Your Excellency: you remember how you sent Lucca Tagliapietra to me with letters of credence when I was in Padua in 1458; the said Luca declared many things to me by word of mouth on Your Excellency’s behalf: principally how much you desired to have certain works by my hand and how well disposed Your Excellency was towards me, suggesting that if I was not satisfied with the terms you offered me that I should say so, and making many other generous offers. Wherefore in spite of the many persuasions of others to the contrary, I decided wholeheartedly to enter the service of Your Excellency, with the intention of so working that you could boast of having what no other Lord of Italy has: thus I did. But because it can be seen from the letters Your Excellency wrote to me containing such generous promises that if I bore myself in the manner of which Your Excellency was confident, you would make sure that the initial terms would be the least of the rewards I should receive from you, I have been in great hope, increasing all the time I have served Your Excellency, which is nearly nineteen years. And seeing the great remuneration of property, houses and other assets which have been lavished on your servants, I meanwhile still wait deservingly and neglected; it is five years since your Lordship promised to pay me with that property, which I do not reckon a good sign.

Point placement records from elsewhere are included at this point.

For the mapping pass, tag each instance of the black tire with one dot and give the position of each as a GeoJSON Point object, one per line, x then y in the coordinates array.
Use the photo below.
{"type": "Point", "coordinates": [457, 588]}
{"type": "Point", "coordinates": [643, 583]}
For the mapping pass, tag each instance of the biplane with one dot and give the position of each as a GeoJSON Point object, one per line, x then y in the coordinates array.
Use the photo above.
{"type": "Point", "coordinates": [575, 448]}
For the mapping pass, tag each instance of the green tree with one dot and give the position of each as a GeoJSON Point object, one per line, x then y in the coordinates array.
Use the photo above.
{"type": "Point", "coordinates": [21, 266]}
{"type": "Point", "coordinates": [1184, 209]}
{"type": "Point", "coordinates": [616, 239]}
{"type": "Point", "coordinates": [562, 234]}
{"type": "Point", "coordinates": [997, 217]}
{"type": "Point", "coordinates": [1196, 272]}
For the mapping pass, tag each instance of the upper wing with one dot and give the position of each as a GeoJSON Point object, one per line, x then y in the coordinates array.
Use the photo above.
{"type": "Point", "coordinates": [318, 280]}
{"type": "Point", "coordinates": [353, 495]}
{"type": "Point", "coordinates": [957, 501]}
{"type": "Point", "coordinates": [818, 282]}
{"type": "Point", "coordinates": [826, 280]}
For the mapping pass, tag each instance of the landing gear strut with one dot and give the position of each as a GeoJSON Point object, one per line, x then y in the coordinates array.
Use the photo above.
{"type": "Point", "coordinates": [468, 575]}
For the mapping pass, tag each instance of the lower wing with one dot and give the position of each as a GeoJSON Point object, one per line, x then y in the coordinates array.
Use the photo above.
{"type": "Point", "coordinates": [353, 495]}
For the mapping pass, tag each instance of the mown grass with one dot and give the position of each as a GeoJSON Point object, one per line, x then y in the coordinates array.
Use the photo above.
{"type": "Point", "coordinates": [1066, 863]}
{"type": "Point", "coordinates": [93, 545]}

I hoped that in that time your Excellency would have paid me with the said possession, that is the 800 ducats, and would have helped me further to pay the 600 ducats, as Your Excellency promised; and I still had hope that you would help me build the house as was promised. I find my affairs much more burdensome than I did when I came to settle with Your Excellency, with sons and daughters, one of whom I have to provide for in marriage, and seeing myself grow older every day, and thus is the state of my affairs…. Regarding the offers of Your Excellency and in the opinion of many in Italy, it appears that I swim in milk [i.e., am in milk and honey] under the shadow of your Serenity, to whom I humbly recommend myself.

Mantua, 13 May 1478

From your most dedicated servant

ANDREA MANTEGNA

———-

Translation in David S. Chambers, Patrons and Artists in the Italian Renaissance (Columbia, SC: University of South Carolina Press, 1971), pp. 119–20.